If he kept this from me, what else hasn't he told me?

She pulled into Elaine's driveway and sat there for a moment, her head in her hands, trying to shake off her depression. But the pall remained. It's all falling apart for me, she thought. My job. And now I'm losing Mark. The worst part about it is, I don't have any idea why it's happening.

Ever since the night she'd brought up the subject of Kunstler and Hennessy, everything had changed between her and Mark. They lived in the same house and slept in the same bed, but their interactions had become purely automatic. Like the sex. In the dark, with her eyes closed, she could have been making love to anyone.

She looked up at the house. And thought: Maybe Elaine knows something.

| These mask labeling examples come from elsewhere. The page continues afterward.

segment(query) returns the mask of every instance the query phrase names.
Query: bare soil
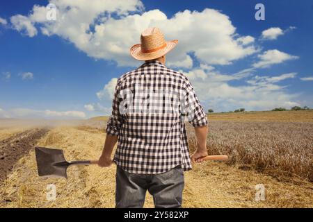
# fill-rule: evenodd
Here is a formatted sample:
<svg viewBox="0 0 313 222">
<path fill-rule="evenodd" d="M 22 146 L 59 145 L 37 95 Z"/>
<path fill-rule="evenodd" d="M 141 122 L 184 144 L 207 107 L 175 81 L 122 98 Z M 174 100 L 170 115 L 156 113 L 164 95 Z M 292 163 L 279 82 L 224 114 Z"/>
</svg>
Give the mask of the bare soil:
<svg viewBox="0 0 313 222">
<path fill-rule="evenodd" d="M 49 131 L 48 128 L 34 128 L 0 141 L 0 182 L 12 172 L 15 164 L 33 148 L 38 139 Z"/>
</svg>

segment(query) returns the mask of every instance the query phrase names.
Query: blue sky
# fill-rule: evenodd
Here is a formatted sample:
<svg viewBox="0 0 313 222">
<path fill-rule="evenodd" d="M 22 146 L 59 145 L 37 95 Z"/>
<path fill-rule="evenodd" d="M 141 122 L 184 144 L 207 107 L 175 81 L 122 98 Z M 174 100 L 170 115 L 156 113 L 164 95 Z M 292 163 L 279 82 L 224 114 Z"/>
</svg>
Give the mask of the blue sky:
<svg viewBox="0 0 313 222">
<path fill-rule="evenodd" d="M 115 2 L 116 1 L 116 2 Z M 313 1 L 10 1 L 0 5 L 0 118 L 108 114 L 128 54 L 159 26 L 178 39 L 167 65 L 205 110 L 313 108 Z M 48 21 L 48 3 L 56 19 Z"/>
</svg>

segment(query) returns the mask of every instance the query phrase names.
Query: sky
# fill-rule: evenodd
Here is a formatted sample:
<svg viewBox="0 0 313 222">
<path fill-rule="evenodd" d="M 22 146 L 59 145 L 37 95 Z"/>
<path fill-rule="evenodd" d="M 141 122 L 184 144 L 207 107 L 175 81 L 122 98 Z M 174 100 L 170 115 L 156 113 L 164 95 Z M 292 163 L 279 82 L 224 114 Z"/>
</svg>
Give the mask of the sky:
<svg viewBox="0 0 313 222">
<path fill-rule="evenodd" d="M 154 26 L 179 40 L 166 65 L 205 110 L 313 108 L 312 1 L 13 0 L 0 3 L 0 118 L 109 114 L 117 78 L 141 64 L 129 49 Z"/>
</svg>

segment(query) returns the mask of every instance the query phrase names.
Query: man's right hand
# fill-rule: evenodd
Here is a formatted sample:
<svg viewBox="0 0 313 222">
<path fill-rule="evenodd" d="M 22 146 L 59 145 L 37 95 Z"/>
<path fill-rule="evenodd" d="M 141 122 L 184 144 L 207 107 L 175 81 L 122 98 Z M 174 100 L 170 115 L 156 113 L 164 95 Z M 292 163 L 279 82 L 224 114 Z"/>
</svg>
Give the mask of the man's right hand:
<svg viewBox="0 0 313 222">
<path fill-rule="evenodd" d="M 207 151 L 195 151 L 195 152 L 191 155 L 191 161 L 193 162 L 203 162 L 203 157 L 207 155 Z"/>
</svg>

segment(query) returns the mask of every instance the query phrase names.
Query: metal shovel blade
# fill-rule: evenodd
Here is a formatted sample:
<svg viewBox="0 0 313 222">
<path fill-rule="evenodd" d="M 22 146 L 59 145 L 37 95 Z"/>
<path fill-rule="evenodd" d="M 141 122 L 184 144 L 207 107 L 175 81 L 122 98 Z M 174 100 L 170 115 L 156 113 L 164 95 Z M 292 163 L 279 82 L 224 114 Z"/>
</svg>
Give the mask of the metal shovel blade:
<svg viewBox="0 0 313 222">
<path fill-rule="evenodd" d="M 39 176 L 67 178 L 66 170 L 70 164 L 63 150 L 35 147 L 35 153 Z"/>
</svg>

She got out of the car and climbed the steps to the front door. There she noticed the newspapers, two of them, still rolled up and lying on the porch. They were a week old and already yellowed. Why hadn't Elaine picked them up?

She rang the doorbell.When no one answered, she tried knocking, then rang again. And again. She could hear the bell echoing inside the house, followed by silence. No footsteps, no voices. She looked down at the two newspapers and knew that something was wrong.

The front door was locked; she left the porch and circled around the side of the house, to the back garden. A stone path trailed off into curving beds of well-tended azaleas and hydrangeas. The lawn looked recently mown, the hedges clipped, but the flagstone patio seemed disconcertingly empty. Then she remembered the furniture, the umbrella table and chairs that she'd seen here the afternoon of the funeral. They were gone.

The kitchen door was locked, but just off the patio was a sliding glass door that hadn't been latched. Abby gave it a tug and it glided open. She called: "Elaine?" and stepped inside.

The room was vacant. Furniture, rugs — it was all gone, even the pictures. She stared in bewilderment at the blank walls, at the floor where the missing rug had left a darker rectangle on the sun-faded wood. She went into the living room, her footsteps echoing in the bare rooms. The house was swept clean, vacant except for a few advertisement postcards lying just inside the front door mail slot. She picked one up and saw it was addressed to Occupant.

She went into the kitchen. Even the refrigerator was empty, the surfaces wiped down and smelling of disinfectant. The wall telephone had no dial tone.